POL-HI: Verkehrsunfallstatistik 2005 des Polizeikommissariats Alfeld einschließlich der Samtgemeinden Sibbesse, Freden und Duingen (in Klammern Zahlen aus 2004)

    Hildesheim (ots) - Im Jahr 2005 wurden von der Polizei Alfeld insgesamt 847 (896) Verkehrsunfälle aufgenommen und bearbeitet, davon 516 (509) im Bereich Alfeld, 111 (97) in Sibbesse, 98 (101) in Freden und 122 (94) in Duingen. Die Differenz in der Gesamtzahl aus 2004 ergibt sich aus der Tatsache, daß seit 2005 die Samtgemeinde Lamspringe nicht mehr zum Zuständigkeitsbereich des Polizeikommissariats Alfeld gehört.

    503 Unfälle ereigneten sich innerhalb geschlossener Ortschaften, 344 außerhalb.

    Leider verstarben 3 (1) Personen an den Folgen von Verkehrsunfällen.

    Die Zahl der Schwerverletzten ist mit 42 (45) leicht, die Zahl der Leichtverletzten mit 118 (160) erfreulich deutlich rückläufig.

    28 Radfahrer waren an Unfällen beteiligt, von ihnen wurden 3 schwer und 19 leicht verletzt.

    Weiterhin waren 12 Fußgänger an Verkehrsunfällen beteiligt, von denen wiederum 3 schwer und 7 leicht verletzt wurden.

    Besonders schwere Folgen waren auch bei den 27 registrierten sogenannten Baumunfällen zu verzeichnen.
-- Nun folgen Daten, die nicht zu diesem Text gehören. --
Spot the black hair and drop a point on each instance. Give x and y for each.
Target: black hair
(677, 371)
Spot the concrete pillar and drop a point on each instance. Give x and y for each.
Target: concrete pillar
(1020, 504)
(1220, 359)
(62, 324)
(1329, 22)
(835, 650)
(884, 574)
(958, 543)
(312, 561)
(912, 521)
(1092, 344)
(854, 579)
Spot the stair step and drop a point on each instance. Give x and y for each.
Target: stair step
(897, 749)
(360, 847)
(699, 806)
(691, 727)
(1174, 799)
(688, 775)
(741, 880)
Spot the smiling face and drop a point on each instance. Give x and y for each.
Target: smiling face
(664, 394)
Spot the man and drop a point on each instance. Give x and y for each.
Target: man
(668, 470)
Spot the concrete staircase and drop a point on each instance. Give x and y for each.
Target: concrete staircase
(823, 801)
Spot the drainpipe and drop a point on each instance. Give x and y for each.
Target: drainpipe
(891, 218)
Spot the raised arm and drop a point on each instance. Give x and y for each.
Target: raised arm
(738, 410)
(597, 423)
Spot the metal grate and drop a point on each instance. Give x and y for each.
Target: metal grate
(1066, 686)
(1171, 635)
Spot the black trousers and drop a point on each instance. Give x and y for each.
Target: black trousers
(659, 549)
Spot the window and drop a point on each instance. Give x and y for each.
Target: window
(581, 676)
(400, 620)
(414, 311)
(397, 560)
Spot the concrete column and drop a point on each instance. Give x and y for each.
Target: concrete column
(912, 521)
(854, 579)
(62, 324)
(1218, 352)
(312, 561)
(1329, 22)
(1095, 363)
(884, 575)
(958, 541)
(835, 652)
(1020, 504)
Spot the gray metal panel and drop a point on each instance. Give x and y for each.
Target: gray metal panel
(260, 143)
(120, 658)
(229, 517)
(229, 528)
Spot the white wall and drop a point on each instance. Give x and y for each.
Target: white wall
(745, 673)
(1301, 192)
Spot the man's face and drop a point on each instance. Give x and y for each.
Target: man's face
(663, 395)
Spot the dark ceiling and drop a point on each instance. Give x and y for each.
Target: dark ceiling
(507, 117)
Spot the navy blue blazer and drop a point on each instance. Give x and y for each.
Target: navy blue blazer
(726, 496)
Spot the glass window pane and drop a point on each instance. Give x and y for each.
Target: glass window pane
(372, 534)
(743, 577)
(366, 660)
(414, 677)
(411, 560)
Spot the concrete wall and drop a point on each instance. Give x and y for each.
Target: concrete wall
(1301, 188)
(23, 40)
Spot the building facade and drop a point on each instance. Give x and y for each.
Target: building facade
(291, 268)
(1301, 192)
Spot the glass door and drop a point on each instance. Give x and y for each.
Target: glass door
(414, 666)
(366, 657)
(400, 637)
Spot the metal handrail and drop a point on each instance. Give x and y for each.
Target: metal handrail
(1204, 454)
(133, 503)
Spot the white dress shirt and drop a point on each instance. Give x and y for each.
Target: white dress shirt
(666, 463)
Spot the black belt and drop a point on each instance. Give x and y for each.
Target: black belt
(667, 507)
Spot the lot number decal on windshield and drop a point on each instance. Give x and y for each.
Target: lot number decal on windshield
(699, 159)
Dabei kam 1 Person ums Leben, 16 wurden schwer und 7 leicht verletzt.

    Ferner waren insgesamt 11 Kinder unter 14 Jahren an Unfällen beteiligt, davon 2 Radfahrer im Alter von 8 und 13 Jahren, 3 Fußgänger im Alter von 6, 7 und 8 Jahren sowie 6 Mitfahrer im Pkw. Acht der Kinder wurden dabei leicht, ein weiteres schwer verletzt. Die schwersten Unfallfolgen erlitten dabei die Kinder, welche als Mitfahrer im Pkw unterwegs waren und seitens der verantwortlichen Fahrzeugführer nicht oder unzureichend gesichert worden waren. Ein besonderer Schwerpunkt der polizeilichen Arbeit wird daher auch 2006 in der Überwachung der Nutzung der vorgeschriebenen Nutzung der Rückhaltesysteme liegen.

    Das Ausbleiben von Schulwegunfällen ist sicherlich Ausfluß der polizeilichen Überwachungsstreifen durch häufige Schulwegüberwachung bis hin zur Ausbildung von Schülerlotsen - ein Projekt, welches erstmalig 2005 in Duingen durch Beamte des Kommissariats Alfeld erfolgreich erprobt und umgesetzt worden ist.

    Ebenfalls deutlich rückläufig ist mit 134 (168) die Zahl der Wildunfälle, was ebenfalls auf die Präventionsarbeit der Polizei in Zusammenarbeit mit Jägerschaft und Verkehrswacht zurückzuführen sein dürfte - so wurden an anerkannten Unfallbrennpunkten sogenannte Wildreflektoren angebracht.

    Auffällig ist allerdings der Anstieg der Unfallfluchten. Wurden im Jahr 2004 noch 134 Fälle verzeichnet, stieg die Zahl in 2005 auf 177 an. Davon wurden 37 Prozent der Fälle aufgeklärt. Besonders häufig ist in den Fällen ein Anstieg zu verzeichnen, wo   sich Unfallverursacher nach "kleineren Parkplatzremplern" aus dem "Staube" machten. Auch dieses Verhalten stellt ein unerlaubtes Verhalten vom Unfallort dar, wird strafrechtlich geahndet und kann die Entziehung des Führerscheins zur Folge haben.

    Alkohol war 2005 in 22 (27) Fällen unfallursächlich. Dem stehen 86 "ertappte" sogenannte "folgenlose" Trunkenheitsfahrten sowie 4 Fälle, in denen Autofahrer unter Drogeneinfluß ihr Fahrzeug lenkten, gegenüber. Auch wenn die Zahl der alkoholbedingten Unfälle rückläufig ist, wird die Polizei Alfeld auch in 2006 ihre Alkoholkontrollen weiter intensivieren - sind doch die unter Alkoholeinfluß verursachten Verkehrsunfälle weiterhin die mit den schwersten Unfallfolgen.

    Trotz weiterhin gestiegenen Kontrolldrucks gerade im Bereich der Geschwindigkeitsüberwachung (es wurden 600 Verwarnungen, 279 Bußgelder und 29 Fahrverbote verhängt) war nicht angepaßte Geschwindigkeit in 70 Fällen auch 2005 eine der Hauptunfallursachen. Weitere Unfallursachen waren Fehler beim Wenden und Rückwärtsfahren in 85 Fällen, Vorfahrtmißachtung in 38 Fällen und Fehler beim Abbiegen in 22 Fällen.

    Resümierend bleibt festzustellen, daß trotz gesunkener Unfallzahlen die Verkehrsüberwachung auch 2006  einer der Schwerpunkte polizeilicher Arbeit sein wird. Neben präventiven Tätigkeiten werden im repressiven Bereich Geschwindigkeitsüberwachung, Nutzung von Rückhaltesystemen sowie Alkohol- und Drogenkontrollen Schwerpunkt polizeilichen Handelns sein.